Paper No. 143-14
Presentation Time: 11:45 AM
PRE-MIOCENE AGED SAPROLITE ZONE IN THE COYOTE MOUNTAINS, SALTON TOUGH, SOUTHERN CALIFORNIA
A 12+ meter thick paleo-saprolite zone (PSZ), in the Coyote Mountains (CM), has been mapped under Miocene aged subaerial sediments of the Split Mountain Group. PSZ and sediments are on a horst, in a graben associated with the first two of three episodes of extension linked to the southern Basin and Range Province. Sediments are under the volcanics of the 17 Ma aged Alverson Formation. PSZ is developed on a foliated Jurassic granitoids and Paleozoic (?) to Triassic metasediments. The presence of this PSZ implies a period of tectonic stability that is difficult to associated with the tectonically active CM. West of the CM, Gastil (1961) mapped an “Old Erosional Surface” (OES) on the Peninsular Ranges Batholith. The PSZs developed on this OES represents a ”stable terrain”. Gastil’s OES is equivalent to Axen et al.’s (2000) “Well-Preserved Paleogene Erosional Surfaces”. Axen et al. have dated this Surface at 65 - 45 Ma and interpret the Surface as representing “tectonic quiescence”. The removal of the upper part of the Batholith facilitated the formation of the OES. Axen et al. dated the removal of 12 + kilometers of the upper part of the Batholith using cooling ages from biotite, potassium feldspar and apatite crystallization ages. Starting in the west (104 to 101 Ma) the cooling ages become progressively younger to the east (87 to 74 Ma). Axen et al. have a cooling age in the CM of 74 Ma that matches, to some extent, the cooling ages of other basement exposures in the Salton Trough and the eastern side of the Batholith. The comparison of the cooling dates, PSZ and OES between the Salton Trough, CM and the east side of the Batholith indicates a continuation of the basement terrain, PSZ, and “OES” to the east (to Sanora?).

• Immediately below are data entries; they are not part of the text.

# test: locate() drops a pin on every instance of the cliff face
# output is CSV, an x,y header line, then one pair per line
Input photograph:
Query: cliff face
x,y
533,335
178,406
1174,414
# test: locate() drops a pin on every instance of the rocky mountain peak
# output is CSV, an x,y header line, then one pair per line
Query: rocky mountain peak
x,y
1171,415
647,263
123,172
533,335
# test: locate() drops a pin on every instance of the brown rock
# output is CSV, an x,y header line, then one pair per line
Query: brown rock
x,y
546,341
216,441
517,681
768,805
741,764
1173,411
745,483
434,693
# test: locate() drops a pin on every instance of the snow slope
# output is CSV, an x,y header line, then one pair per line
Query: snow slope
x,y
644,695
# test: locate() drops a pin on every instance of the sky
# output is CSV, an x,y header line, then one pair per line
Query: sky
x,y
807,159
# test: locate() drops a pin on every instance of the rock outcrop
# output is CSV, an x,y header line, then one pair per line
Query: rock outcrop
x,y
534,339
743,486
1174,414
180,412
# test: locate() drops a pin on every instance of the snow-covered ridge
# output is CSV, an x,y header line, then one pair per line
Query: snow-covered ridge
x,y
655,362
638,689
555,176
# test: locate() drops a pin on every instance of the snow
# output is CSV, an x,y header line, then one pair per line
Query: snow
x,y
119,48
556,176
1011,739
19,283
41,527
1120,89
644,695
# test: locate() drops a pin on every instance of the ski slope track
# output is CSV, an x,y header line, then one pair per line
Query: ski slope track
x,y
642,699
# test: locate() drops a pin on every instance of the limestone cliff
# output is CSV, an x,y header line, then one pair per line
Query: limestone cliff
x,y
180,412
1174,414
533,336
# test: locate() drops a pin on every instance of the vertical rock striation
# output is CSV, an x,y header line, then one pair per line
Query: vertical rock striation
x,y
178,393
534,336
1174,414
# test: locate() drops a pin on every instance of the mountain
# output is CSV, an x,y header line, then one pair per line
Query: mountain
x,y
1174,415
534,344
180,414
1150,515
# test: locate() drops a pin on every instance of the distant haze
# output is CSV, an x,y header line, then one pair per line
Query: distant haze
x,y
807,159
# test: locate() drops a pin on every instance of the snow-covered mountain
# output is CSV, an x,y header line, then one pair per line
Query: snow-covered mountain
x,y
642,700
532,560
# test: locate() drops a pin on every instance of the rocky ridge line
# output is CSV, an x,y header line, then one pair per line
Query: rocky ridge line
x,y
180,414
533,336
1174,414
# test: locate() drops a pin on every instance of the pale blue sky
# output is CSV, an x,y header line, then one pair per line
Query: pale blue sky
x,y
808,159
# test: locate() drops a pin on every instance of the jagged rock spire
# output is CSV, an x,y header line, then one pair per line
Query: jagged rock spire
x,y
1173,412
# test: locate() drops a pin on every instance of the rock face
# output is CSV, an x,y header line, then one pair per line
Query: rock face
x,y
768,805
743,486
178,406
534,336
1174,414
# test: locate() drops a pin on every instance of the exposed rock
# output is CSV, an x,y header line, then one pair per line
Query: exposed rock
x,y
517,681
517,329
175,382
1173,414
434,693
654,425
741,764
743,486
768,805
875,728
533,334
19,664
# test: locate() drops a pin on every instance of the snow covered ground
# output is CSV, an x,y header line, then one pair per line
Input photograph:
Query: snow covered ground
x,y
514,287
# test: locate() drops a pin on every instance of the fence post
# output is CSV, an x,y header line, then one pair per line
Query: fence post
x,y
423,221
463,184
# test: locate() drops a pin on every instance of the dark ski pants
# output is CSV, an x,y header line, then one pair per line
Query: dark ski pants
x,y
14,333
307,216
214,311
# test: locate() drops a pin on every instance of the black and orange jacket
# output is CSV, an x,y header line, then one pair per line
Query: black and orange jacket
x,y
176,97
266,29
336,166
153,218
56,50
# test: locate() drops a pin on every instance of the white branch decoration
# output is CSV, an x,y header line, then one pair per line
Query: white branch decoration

Incised into the “OES”, above the West Salton Detachment, is an Eocene aged river channel (Gastil, 1961; Minch, 1979; Abbott and Smith, 1989) containing cobbles that have been uniquely source to Sonora, Mexico.
Abbott, P. L., and Smith, T. E., 1989, Sonora. Mexico source for the Eocene Poway conglomerate of southern Calif.; Geology, v. 17, p, 329-332.
Axen, G. J., Grove, M., Stock, D., Lovera, O. M., Rothstein, D, A., Fletcher, J. M., Furley, K., Abbott, P. L., 2000, Thermal evolution of Monte Blanco dome: Low-angle normal faulting during Gulf of Calif. rifting and late Eocene denudation of the eastern Peninsular Ranges: Tectonics 19, 197-212.